4. The semiconductor manufacturing apparatus according to any one of 4. 6. A step of installing a manufacturing apparatus group for various processes including the semiconductor manufacturing apparatus according to claim 1 in a semiconductor manufacturing factory, and a semiconductor by a plurality of processes using the manufacturing apparatus group. And a step of manufacturing a device. 7. Data communication of information relating to at least one of the manufacturing apparatus group between the step of connecting the manufacturing apparatus group with a local area network and between the local area network and an external network outside the semiconductor manufacturing factory. The method for manufacturing a semiconductor device according to claim 6, further comprising: 8. A database provided by a vendor or a user of the semiconductor manufacturing apparatus is accessed through the external network to obtain maintenance information of the manufacturing apparatus by data communication, or a semiconductor manufacturing different from the semiconductor manufacturing factory. The semiconductor device manufacturing method according to claim 7, wherein production management is performed by performing data communication with a factory via the external network. 9. A manufacturing apparatus group for various processes including the semiconductor manufacturing apparatus according to claim 1, a local area network connecting the manufacturing apparatus group, and a local area network outside the factory. A semiconductor manufacturing factory, comprising a gateway that enables access to an external network, and enabling data communication of information regarding at least one of the manufacturing apparatus group. 10. The method according to claim 1, wherein the semiconductor manufacturing factory is installed.

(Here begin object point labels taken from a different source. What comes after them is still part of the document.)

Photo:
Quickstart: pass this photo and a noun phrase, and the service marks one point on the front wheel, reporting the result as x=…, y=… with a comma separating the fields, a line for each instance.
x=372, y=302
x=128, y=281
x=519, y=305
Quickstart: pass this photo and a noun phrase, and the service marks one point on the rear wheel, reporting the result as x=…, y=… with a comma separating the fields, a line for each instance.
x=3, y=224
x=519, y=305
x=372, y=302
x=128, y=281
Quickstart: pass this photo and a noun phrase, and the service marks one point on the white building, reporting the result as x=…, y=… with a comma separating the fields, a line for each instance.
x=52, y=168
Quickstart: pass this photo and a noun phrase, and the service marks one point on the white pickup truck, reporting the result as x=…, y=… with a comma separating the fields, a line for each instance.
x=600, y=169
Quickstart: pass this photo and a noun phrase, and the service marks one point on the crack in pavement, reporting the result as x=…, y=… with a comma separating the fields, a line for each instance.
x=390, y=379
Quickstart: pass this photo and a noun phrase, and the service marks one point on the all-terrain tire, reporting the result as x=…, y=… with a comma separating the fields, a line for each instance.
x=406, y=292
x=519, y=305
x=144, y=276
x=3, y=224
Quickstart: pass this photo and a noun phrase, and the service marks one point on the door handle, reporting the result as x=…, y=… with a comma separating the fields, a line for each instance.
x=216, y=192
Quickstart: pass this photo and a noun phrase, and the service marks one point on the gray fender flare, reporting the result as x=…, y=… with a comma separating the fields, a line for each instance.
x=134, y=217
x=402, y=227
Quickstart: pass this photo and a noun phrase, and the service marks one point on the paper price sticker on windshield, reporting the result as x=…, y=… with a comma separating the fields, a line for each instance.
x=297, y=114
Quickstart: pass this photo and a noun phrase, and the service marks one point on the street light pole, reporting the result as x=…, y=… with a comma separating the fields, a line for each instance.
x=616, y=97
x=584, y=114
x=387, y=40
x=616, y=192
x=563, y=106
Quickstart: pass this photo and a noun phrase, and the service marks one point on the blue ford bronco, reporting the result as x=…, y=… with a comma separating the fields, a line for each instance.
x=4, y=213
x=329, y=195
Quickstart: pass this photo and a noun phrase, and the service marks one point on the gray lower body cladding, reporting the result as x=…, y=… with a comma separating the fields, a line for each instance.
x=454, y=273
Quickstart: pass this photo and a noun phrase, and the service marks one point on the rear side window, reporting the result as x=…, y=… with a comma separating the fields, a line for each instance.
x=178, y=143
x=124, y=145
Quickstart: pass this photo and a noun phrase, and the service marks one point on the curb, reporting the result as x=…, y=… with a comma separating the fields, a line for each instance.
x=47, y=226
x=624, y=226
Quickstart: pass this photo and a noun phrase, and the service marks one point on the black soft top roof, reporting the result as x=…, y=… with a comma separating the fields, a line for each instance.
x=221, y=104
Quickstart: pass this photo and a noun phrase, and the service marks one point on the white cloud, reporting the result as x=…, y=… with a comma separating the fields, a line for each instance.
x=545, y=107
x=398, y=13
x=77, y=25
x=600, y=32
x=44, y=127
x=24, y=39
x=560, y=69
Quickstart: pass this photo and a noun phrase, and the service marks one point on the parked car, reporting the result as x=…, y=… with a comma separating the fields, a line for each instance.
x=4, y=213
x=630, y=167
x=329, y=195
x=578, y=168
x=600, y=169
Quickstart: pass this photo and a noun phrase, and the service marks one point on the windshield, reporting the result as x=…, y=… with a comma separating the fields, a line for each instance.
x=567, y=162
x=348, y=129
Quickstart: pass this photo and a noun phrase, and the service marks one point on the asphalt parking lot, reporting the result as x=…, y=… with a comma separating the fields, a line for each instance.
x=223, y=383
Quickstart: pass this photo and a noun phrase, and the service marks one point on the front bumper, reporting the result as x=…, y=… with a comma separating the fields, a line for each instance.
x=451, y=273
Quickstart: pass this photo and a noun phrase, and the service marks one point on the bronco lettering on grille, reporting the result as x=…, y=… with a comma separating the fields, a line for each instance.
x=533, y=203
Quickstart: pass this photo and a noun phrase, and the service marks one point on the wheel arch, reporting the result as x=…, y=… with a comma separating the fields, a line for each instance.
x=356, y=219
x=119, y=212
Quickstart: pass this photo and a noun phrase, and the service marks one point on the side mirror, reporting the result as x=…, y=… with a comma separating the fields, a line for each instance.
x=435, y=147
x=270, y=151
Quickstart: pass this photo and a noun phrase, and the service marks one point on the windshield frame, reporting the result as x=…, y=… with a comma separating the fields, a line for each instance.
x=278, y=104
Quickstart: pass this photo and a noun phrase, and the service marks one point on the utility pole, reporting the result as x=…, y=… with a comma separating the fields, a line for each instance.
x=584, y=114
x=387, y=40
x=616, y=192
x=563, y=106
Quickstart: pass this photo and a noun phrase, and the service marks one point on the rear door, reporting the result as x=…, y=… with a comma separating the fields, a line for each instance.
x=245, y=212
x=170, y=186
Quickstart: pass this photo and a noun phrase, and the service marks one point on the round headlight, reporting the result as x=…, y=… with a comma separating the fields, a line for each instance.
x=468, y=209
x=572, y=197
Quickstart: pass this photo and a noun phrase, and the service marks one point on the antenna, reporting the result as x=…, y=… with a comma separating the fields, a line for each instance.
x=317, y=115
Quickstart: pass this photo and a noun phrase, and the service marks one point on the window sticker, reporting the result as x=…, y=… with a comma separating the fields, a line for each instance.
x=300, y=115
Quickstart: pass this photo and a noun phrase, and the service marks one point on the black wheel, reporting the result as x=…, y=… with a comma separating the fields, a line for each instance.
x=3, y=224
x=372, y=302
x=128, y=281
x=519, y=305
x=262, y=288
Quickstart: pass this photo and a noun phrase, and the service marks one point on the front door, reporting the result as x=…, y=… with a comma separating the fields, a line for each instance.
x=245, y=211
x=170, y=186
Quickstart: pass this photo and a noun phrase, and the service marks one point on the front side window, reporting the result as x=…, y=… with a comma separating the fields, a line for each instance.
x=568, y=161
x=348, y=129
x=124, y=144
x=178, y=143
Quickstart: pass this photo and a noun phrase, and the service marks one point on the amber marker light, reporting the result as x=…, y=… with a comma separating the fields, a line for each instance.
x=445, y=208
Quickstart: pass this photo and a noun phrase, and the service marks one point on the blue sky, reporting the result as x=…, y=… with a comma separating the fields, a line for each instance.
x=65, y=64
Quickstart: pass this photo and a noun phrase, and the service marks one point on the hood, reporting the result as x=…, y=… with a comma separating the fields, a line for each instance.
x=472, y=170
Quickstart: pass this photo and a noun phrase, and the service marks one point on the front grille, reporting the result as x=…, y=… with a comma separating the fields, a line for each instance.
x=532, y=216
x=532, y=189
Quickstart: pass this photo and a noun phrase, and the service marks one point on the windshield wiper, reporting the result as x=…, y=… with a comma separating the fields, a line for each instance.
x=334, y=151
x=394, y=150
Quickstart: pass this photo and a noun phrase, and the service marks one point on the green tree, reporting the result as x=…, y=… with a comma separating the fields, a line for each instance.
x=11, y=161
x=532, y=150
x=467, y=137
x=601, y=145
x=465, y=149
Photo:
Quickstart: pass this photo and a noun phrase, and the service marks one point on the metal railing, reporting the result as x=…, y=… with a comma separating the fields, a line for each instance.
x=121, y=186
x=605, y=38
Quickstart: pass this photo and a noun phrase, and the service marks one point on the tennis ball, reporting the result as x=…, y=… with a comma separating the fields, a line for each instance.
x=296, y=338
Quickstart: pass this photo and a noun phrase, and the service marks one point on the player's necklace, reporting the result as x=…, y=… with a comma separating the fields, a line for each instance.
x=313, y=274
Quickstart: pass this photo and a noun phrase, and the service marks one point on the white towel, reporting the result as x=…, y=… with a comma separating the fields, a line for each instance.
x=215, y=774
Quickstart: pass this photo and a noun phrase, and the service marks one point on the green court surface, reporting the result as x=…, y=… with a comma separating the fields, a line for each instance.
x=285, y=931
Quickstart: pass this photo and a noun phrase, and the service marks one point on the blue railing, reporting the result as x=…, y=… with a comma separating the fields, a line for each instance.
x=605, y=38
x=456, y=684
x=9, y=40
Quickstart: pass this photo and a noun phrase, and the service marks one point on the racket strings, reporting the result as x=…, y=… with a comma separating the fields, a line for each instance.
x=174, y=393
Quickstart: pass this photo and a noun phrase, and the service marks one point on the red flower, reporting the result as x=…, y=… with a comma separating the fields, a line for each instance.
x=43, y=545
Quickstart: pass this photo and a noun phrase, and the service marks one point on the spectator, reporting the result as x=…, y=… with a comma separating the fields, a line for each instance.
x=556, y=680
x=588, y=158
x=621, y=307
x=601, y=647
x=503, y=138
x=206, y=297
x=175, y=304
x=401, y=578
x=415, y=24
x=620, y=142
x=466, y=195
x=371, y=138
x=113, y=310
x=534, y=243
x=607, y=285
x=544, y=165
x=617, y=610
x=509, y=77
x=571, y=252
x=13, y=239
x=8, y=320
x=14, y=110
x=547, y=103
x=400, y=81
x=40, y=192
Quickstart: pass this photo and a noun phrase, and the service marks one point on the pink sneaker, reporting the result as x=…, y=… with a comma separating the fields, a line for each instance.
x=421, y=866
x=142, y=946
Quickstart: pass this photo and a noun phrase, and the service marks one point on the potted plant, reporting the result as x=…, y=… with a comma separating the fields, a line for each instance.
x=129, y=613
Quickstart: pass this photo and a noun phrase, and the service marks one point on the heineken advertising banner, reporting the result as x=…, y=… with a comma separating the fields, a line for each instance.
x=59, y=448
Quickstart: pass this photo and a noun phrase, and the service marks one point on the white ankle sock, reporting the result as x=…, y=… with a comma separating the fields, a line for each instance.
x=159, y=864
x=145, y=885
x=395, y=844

The maintenance method for a semiconductor manufacturing apparatus according to any one of 1 to 5, wherein a vendor or a user of the semiconductor manufacturing apparatus,
Providing a maintenance database connected to an external network of a semiconductor manufacturing plant, permitting access to the maintenance database from within the semiconductor manufacturing plant via the external network, and maintenance stored in the maintenance database And a step of transmitting information to the semiconductor manufacturing factory side via the external network. 11. The semiconductor manufacturing apparatus according to claim 1, further comprising a display, a network interface, and a computer that executes network software, and maintenance information for the semiconductor manufacturing apparatus is stored in a computer network. A semiconductor manufacturing apparatus, which enables data communication via a device. 12. The network software comprises:
A user interface for accessing a maintenance database provided by a vendor or a user of the semiconductor manufacturing apparatus connected to an external network of a factory in which the semiconductor manufacturing apparatus is installed is provided on the display, and the user interface is provided via the external network. The semiconductor manufacturing apparatus according to claim 11, wherein the information can be obtained from a database.